Reportedly, Etisalat UAE, the nation’s biggest telecoms provider and part of the newly rebranded e& conglomerate, and China’s Huawei Technologies signed an agreement to launch the Middle East’s first 5G Edge box, which will enable more seamless delivery of services to customers.
The deal follows the announcement of a successful test of a cloud-centric 5G Edge computing platform, which the Abu Dhabi-based telecoms operator aims to leverage for sustainable business growth in the B2B segment, the companies said in a joint statement on Tuesday.
The agreement was signed at the Mobile World Congress (MWC) in Barcelona.
“The success of this testing activity will support UAE industries and the government sector in achieving their digital transformational objectives as we deploy a full suite of on-premise private 5G connectivity with inventive digital use cases requiring low latency and extreme reliability,” said Khalid Murshed, chief technology, and information officer of Etisalat UAE.
Edge computing in the telecoms industry moves the computing of traffic and services from a centralized cloud to the edge of the network and closer to the customer, Juniper networks reported.

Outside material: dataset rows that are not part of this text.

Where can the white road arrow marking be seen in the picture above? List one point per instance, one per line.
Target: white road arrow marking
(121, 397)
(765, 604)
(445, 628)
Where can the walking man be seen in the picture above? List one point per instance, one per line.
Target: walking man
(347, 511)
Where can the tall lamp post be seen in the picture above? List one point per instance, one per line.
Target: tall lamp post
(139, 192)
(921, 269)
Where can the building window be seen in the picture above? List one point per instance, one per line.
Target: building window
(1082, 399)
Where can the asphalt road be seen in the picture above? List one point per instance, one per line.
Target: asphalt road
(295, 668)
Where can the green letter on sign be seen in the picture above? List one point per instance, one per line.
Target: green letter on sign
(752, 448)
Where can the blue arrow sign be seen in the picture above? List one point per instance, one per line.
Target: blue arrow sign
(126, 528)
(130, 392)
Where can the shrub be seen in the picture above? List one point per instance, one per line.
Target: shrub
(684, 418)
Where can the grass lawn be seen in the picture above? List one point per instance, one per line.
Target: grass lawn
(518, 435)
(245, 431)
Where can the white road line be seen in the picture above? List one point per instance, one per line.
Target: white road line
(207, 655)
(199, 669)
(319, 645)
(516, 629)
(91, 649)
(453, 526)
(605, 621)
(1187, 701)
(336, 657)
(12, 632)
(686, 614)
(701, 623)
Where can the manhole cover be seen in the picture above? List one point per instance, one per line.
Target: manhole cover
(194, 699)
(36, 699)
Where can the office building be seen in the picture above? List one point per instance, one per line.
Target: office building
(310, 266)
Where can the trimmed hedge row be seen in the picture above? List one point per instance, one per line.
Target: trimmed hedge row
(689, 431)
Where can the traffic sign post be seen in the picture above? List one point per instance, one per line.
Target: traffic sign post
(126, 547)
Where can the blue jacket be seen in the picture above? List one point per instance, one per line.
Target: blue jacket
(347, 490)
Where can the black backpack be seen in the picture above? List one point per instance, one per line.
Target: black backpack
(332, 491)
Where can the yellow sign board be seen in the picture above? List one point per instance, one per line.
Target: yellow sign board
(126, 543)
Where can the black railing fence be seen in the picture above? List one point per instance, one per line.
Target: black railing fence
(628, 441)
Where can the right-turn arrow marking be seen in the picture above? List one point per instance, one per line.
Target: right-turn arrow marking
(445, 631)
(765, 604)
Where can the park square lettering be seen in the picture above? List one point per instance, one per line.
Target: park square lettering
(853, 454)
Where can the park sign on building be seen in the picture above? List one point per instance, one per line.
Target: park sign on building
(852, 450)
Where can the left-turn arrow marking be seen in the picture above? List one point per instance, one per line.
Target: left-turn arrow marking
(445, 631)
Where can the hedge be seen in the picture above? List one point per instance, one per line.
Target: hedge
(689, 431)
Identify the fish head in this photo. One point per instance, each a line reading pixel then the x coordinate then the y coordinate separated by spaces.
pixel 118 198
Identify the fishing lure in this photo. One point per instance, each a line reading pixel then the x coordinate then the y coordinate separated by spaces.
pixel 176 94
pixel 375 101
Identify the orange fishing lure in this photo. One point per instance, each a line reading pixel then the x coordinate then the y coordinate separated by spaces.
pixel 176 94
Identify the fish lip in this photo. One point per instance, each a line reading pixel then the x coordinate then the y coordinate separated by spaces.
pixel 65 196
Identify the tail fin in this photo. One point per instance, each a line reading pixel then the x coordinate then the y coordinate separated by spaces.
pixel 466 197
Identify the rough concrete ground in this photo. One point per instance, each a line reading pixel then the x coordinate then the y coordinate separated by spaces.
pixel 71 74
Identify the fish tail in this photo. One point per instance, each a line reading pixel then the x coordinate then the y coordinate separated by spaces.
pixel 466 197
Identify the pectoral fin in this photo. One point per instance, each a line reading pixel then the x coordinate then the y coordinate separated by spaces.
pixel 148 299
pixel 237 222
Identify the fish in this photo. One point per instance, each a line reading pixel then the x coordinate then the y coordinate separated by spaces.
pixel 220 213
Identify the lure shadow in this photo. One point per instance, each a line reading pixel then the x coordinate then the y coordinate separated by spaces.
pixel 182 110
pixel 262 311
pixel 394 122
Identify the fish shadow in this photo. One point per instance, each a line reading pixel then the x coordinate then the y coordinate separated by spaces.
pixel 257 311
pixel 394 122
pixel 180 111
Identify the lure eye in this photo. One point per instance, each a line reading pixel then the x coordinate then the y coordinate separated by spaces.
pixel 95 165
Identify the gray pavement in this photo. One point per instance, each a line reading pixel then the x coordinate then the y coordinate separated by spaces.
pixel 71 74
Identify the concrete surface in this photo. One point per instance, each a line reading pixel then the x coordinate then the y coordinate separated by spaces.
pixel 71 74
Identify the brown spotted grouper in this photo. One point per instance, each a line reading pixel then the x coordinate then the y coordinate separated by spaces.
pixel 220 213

The main driving force for Edge technology is 5G, the present mobile communications standard. By 2025, 5G will be the “excessively used” access technology for multi-access edge computing (MEC) use cases at 100 percent, followed by fixed Wi-Fi, which is expected to be “excessively” and “significantly” used at both 37 percent, said MWC organizers the GSMA Association.
The “5G in a Box” concept, meanwhile, uses programmable hardware platforms and high-performance commodity computing servers to offer a generic and programmable platform for deployment at the edges of a 5G network, the University of Bristol said.
The cloud is also a key component of Edge computing. By 2025, 75 percent of organizations will use cloud services, research firm Gartner said.
Also, Dubai’s Emirates Integrated Telecommunications Company on Tuesday announced a similar preliminary agreement with Huawei at the MWC in which the two companies will collaborate to develop MEC that will help the operator, known as du, diversify its communications services.